In Brief: Home Loan Banks Hold $14B from Program

CHICAGO — The Federal Home Loan Bank System’s innovative Mortgage Partnership Finance program said last week that the outstanding balance of loans held in portfolio through it grew 600% from January through September, to $14.1 billion.

The secondary-market loan purchasing program, which was started in 1997, expanded this year into buying low-income FHA and VA loans. It also buys conventional loans.

Developed and run by the Chicago Home Loan Bank, the program is an alternative to Fannie Mae and Freddie Mac as a secondary-market buyer of loans.

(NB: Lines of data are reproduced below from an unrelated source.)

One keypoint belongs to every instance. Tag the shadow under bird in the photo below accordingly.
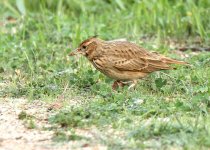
(123, 61)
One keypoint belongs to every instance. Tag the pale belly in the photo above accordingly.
(123, 75)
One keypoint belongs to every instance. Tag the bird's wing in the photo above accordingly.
(129, 57)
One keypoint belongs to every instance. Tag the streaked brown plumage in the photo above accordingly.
(122, 60)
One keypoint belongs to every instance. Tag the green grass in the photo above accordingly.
(167, 109)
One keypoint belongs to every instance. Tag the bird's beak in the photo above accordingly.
(74, 52)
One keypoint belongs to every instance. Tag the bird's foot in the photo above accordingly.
(133, 84)
(117, 84)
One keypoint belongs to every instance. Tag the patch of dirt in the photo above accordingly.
(14, 134)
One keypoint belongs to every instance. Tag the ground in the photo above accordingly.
(52, 101)
(15, 133)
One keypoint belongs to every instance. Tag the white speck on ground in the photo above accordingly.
(15, 135)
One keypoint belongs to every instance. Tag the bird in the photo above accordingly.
(123, 61)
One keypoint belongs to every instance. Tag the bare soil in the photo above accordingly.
(15, 134)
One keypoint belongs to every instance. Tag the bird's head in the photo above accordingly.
(86, 48)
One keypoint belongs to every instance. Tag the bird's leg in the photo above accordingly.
(133, 84)
(117, 84)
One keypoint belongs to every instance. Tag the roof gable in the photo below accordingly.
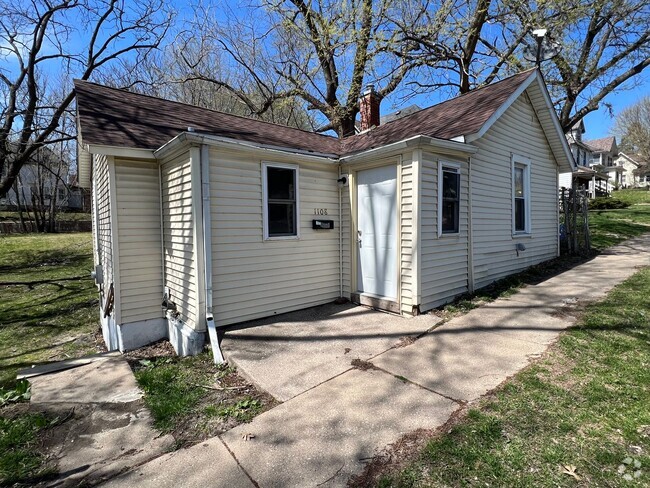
(113, 117)
(117, 118)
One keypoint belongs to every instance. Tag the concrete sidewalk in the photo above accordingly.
(322, 436)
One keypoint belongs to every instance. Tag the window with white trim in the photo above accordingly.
(520, 195)
(280, 200)
(448, 198)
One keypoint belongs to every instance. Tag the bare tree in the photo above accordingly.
(632, 126)
(598, 47)
(319, 52)
(67, 37)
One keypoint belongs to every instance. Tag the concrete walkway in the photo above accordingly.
(109, 429)
(324, 434)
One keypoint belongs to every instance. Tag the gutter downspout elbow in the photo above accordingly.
(207, 253)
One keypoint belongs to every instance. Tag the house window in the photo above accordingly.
(280, 200)
(520, 195)
(448, 198)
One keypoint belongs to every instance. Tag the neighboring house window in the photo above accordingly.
(448, 198)
(280, 200)
(520, 195)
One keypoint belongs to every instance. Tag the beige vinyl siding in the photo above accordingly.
(407, 273)
(346, 227)
(253, 278)
(103, 244)
(444, 268)
(566, 180)
(517, 132)
(178, 235)
(138, 223)
(84, 164)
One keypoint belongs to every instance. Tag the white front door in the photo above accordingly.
(377, 231)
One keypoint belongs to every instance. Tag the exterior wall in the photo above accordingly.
(406, 232)
(138, 224)
(516, 132)
(83, 167)
(254, 278)
(178, 235)
(444, 260)
(103, 245)
(565, 180)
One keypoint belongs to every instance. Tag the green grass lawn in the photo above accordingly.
(48, 312)
(609, 227)
(578, 417)
(7, 216)
(48, 302)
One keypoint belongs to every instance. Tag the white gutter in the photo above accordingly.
(204, 162)
(199, 138)
(442, 145)
(120, 152)
(340, 235)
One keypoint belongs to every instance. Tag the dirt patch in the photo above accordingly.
(401, 453)
(228, 398)
(362, 365)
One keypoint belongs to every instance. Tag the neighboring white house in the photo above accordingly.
(225, 219)
(43, 177)
(597, 171)
(631, 164)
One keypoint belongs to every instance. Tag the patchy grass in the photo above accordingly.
(610, 227)
(20, 461)
(6, 216)
(48, 302)
(509, 285)
(191, 397)
(48, 312)
(577, 417)
(633, 197)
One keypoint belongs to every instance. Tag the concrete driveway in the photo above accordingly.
(295, 352)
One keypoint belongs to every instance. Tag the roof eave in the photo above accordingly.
(189, 138)
(445, 146)
(119, 151)
(565, 151)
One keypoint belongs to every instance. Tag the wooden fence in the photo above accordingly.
(574, 221)
(64, 226)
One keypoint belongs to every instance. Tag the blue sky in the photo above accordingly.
(599, 123)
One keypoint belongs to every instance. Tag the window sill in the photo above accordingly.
(282, 238)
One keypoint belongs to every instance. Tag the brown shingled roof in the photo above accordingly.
(113, 117)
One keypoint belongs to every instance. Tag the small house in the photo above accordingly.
(204, 219)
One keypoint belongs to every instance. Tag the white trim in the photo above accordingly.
(120, 152)
(441, 145)
(501, 110)
(198, 241)
(265, 208)
(556, 123)
(453, 166)
(197, 138)
(521, 161)
(115, 247)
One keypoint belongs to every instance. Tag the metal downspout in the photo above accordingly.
(207, 253)
(340, 236)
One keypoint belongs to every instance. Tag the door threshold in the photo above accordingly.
(375, 302)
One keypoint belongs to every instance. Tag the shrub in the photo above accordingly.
(603, 203)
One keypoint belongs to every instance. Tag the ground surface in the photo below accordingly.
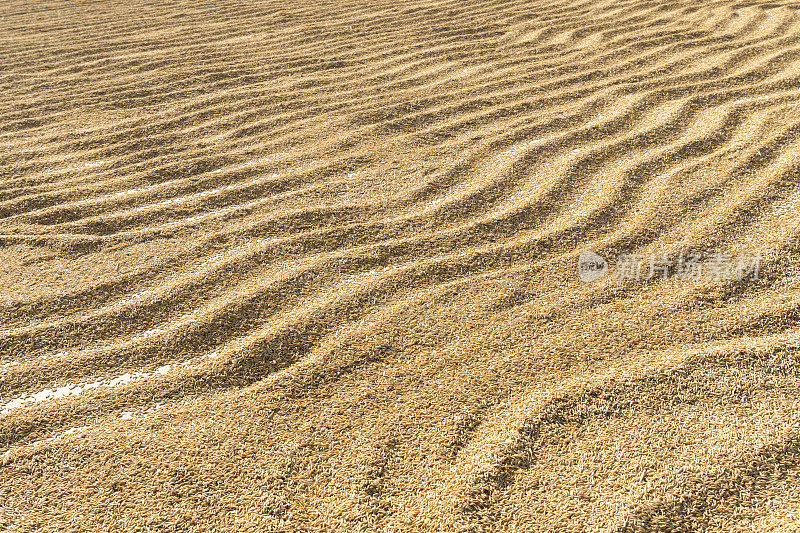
(291, 266)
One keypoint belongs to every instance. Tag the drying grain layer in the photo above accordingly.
(311, 265)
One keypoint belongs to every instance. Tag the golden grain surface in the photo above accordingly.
(276, 265)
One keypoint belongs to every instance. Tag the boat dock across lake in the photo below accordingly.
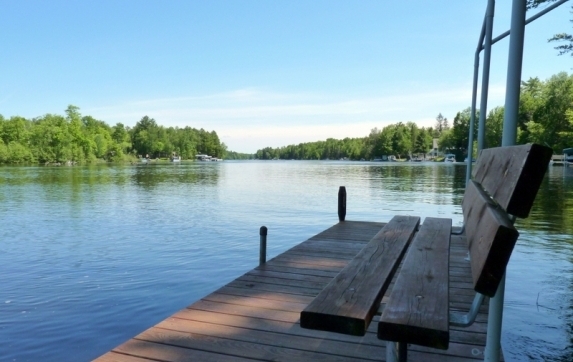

It lets Federal Home Loan banks buy loans from member institutions and manage the interest rate, funding, liquidity, and prepayment risks, much as Fannie and Freddie do.

But unlike Fannie and Freddie, which assume the credit risk, the Home Loan banks leave it with the lenders, which consequently pay no guarantee fees.

The program is currently available to member banks in 36 states and in Washington, D.C., through nine of the 12 Federal Home Loan banks. The Chicago bank said that one other Home Loan bank is currently negotiating with the Federal Housing Finance Board, the Home Loan banks’ regulator, to join the program.

The median size of a Mortgage Partnership Finance loan is $103,398 the Chicago bank said.